O-Soto-Gari kann aus allen Bewegungen geworfen werden. Im Wettkampf sieht man ihn oft als Frustwurf, wenn sonst nichts klappt. Tori sichelt mit seinem rechten Bein das rechte Standbein Ukes von außen her weg. Um dies tun zu können ist es notwendig, dass Tori das Gewicht Ukes vorher auf das andere Bein verlagert, entweder durch einen kräftigen Zug mit den Armen, mit der Aufgabe des eigenen Gleichgewichts oder durch das Ausnutzen einer günstiges Situation im Kampf. Enger Körperkontakt ist notwendig um genügend Kraft zu haben und das Gleichgewicht zu brechen.

Fegen & Sicheln:

Beim Fegen wird ein Bein wegbewegt bevor es auf dem Boden aufgestellt wird. Beim Sicheln hingegen wird das fest auf dem Boden stehende, belastete Bein weggezogen.


O Goshi

Beschreibung



O-Goshi heißt großer Hüftwurf. Es ist meist der erste Hüftwurf, den ein Judoka lernt. Die Partner greifen zum Beispiel im Judogriff. Tori dreht sich nach rechts und greift mit der rechten Hand an Ukes Rücken oder Gürtel. Beim Eindrehen ist wichtig, dass seine Beine zwischen Ukes Beinen stehen. Um unter dessen Schwerpunkt zu gelangen muss Tori mit geradem Rücken in die Knie gehen! Dabei nicht nach vorne beugen! Das bringt nichts und ist ungesund für den Körper.

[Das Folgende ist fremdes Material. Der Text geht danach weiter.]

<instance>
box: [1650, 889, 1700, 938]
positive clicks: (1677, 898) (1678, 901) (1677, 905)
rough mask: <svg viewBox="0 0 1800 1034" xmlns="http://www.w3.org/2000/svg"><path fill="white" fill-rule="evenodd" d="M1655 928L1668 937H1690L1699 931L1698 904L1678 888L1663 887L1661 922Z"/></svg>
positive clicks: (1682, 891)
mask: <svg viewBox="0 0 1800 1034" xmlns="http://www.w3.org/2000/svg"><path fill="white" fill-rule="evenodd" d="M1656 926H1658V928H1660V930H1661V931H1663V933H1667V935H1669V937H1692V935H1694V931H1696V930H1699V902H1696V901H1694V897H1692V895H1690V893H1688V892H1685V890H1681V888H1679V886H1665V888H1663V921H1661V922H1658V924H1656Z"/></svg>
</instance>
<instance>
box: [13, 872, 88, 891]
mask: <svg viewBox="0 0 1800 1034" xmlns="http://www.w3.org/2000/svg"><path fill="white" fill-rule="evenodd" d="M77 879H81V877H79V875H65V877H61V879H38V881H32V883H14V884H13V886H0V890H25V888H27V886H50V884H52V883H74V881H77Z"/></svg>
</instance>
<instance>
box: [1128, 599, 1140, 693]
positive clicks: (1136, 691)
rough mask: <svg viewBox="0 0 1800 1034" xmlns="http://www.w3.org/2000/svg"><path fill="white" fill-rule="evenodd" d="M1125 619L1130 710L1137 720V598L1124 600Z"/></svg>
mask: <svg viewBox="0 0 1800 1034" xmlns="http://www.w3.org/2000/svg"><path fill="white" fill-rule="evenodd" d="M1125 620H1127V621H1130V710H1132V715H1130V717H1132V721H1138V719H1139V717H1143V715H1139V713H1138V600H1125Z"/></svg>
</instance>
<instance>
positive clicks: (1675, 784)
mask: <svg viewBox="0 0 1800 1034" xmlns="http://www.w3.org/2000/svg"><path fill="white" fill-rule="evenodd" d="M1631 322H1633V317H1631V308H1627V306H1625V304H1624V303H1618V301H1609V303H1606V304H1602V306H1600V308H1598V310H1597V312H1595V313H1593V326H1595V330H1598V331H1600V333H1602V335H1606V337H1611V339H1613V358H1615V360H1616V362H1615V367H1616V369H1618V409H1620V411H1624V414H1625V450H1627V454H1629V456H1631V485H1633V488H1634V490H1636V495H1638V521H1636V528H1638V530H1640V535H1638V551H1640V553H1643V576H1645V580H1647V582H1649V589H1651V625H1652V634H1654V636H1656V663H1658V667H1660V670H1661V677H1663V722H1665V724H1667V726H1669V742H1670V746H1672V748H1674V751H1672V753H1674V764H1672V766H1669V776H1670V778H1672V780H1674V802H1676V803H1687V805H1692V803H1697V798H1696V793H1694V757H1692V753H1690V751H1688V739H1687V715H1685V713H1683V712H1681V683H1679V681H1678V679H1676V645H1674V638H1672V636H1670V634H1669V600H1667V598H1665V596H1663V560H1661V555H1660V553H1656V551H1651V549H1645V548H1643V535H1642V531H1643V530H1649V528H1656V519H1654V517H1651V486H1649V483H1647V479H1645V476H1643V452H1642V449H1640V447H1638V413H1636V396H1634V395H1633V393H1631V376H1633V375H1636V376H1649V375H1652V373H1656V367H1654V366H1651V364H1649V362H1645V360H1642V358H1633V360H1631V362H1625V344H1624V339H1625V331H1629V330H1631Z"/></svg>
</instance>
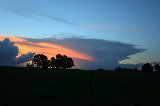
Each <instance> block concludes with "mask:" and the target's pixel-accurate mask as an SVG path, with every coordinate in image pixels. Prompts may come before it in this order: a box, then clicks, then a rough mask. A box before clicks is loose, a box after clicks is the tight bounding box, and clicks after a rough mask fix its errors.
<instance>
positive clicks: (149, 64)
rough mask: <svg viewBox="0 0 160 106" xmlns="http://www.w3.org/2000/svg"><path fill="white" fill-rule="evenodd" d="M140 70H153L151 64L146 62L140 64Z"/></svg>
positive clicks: (149, 71) (144, 71)
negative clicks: (140, 69)
mask: <svg viewBox="0 0 160 106" xmlns="http://www.w3.org/2000/svg"><path fill="white" fill-rule="evenodd" d="M142 71H144V72H152V71H153V66H152V65H151V64H150V63H146V64H144V65H142Z"/></svg>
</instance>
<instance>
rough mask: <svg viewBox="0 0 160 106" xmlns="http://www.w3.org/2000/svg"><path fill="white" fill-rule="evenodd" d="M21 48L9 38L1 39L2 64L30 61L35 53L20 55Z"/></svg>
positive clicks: (1, 65) (29, 53)
mask: <svg viewBox="0 0 160 106" xmlns="http://www.w3.org/2000/svg"><path fill="white" fill-rule="evenodd" d="M18 53H19V49H18V47H17V46H15V45H14V43H13V42H11V41H10V40H9V39H7V38H5V39H4V40H2V41H0V66H14V65H19V64H23V63H25V62H27V61H30V60H31V59H32V58H33V56H34V54H35V53H32V52H29V53H27V54H23V55H21V56H18Z"/></svg>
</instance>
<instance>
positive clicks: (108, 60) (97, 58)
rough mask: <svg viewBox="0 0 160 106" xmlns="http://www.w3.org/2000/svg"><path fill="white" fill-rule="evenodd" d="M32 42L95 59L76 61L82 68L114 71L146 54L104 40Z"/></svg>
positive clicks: (69, 38)
mask: <svg viewBox="0 0 160 106" xmlns="http://www.w3.org/2000/svg"><path fill="white" fill-rule="evenodd" d="M28 40H29V41H31V42H49V43H56V44H59V45H62V46H64V47H66V48H70V49H73V50H75V51H78V52H82V53H85V54H88V55H90V56H92V57H93V58H94V60H93V61H86V60H80V59H74V60H75V62H77V63H78V64H80V66H81V67H80V68H87V69H96V68H100V67H101V68H105V69H113V68H115V67H117V66H119V65H121V64H119V63H118V62H119V61H121V60H124V59H128V58H129V56H130V55H134V54H136V53H141V52H144V51H145V49H139V48H137V47H136V46H135V45H132V44H128V43H123V42H116V41H108V40H102V39H85V38H64V39H55V38H44V39H28Z"/></svg>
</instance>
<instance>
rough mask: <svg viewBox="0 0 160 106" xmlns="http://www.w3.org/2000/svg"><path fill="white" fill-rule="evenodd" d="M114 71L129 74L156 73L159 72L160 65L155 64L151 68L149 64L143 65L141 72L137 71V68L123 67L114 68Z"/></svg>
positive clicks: (137, 70)
mask: <svg viewBox="0 0 160 106" xmlns="http://www.w3.org/2000/svg"><path fill="white" fill-rule="evenodd" d="M115 71H130V72H139V71H141V72H153V71H156V72H160V65H159V64H156V65H154V66H152V65H151V64H150V63H145V64H143V65H142V69H141V70H138V69H137V68H133V69H132V68H125V67H123V68H122V67H117V68H115Z"/></svg>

Danach wird Uke am linken Arm gegriffen und mit dem hinteren auf Toris Schulter gezogen. Tori streckt nun die Beine und wirft Tori mit einem krätigen Zug am linken Arm. Er versucht zu schauen, was hinter sich passiert. Dabei fällt Uke fast von alleine nach vorne!

Tipps für die richtige Ausführung:

1. Die besten Bewegungsformen sind Kreisbewegung und Ukke schiebt / Tori zieht 2. Tori dreht sich so ein, dass die Partner genau voreinander stehen! 3. Tori geht nicht gebeugt sondern mit geradem Rücken in die Knie 4. Tori hebt Uke durch durchstrecken der Beine aus und wirft ihn über seine Hüfte 5. Um Uke zu kontrollieren wird er bis zum Schluss fesgehalten.


O Uchi Gari

Beschreibung



Uke und Tori stehen voreinnander und schauen sich an. Tori steht leicht versetzt. Sein rechts Bein steht zwischen den Beinen von Uke. Tori sichelt nun das linke Bein von Uke mit seinem Rechten weg. Uke fällt nach hinten. Wichtig ist, dass beim Sicheln mit der rechten Hand Uke nach hinten gedrückt wird. So ist sein Gleichgewicht gebrochen. Der Wurf erfordert Armarbeit.

Fegen & Sicheln:

Beim Fegen wird ein Bein wegbewegt bevor es auf dem Boden aufgestellt wird. Beim Sicheln hingegen wird das fest auf dem Boden stehende, belastete Bein weggezogen.



Seoi Nage

Beschreibung



Geeignete Bewegungen sind Uke drückt oder Tori zieht und die Kreisbewegung. Tori dreht sich zu einem Hüftwurf ein. Die linke Hand hält Ukes linken Ärmel, während nach der Eindrehbewegung Toris rechter Arm unter Ukes rechtem Arm eingeklemmt ist. Tori geht in die Knie (wie andere Hüftwürfe z.B. O-Goshi).

Zum Werfen geht Tori aus den Knien hoch. Diesen Schwung verstärkt Tori durch einen kräftigen Zug am rechten Arm. Durch so viel Schwung sollte der Wurf weit mehr nach vorne geworfen werden als O-Goshi. In der Kata wird er über Kopf geworfen!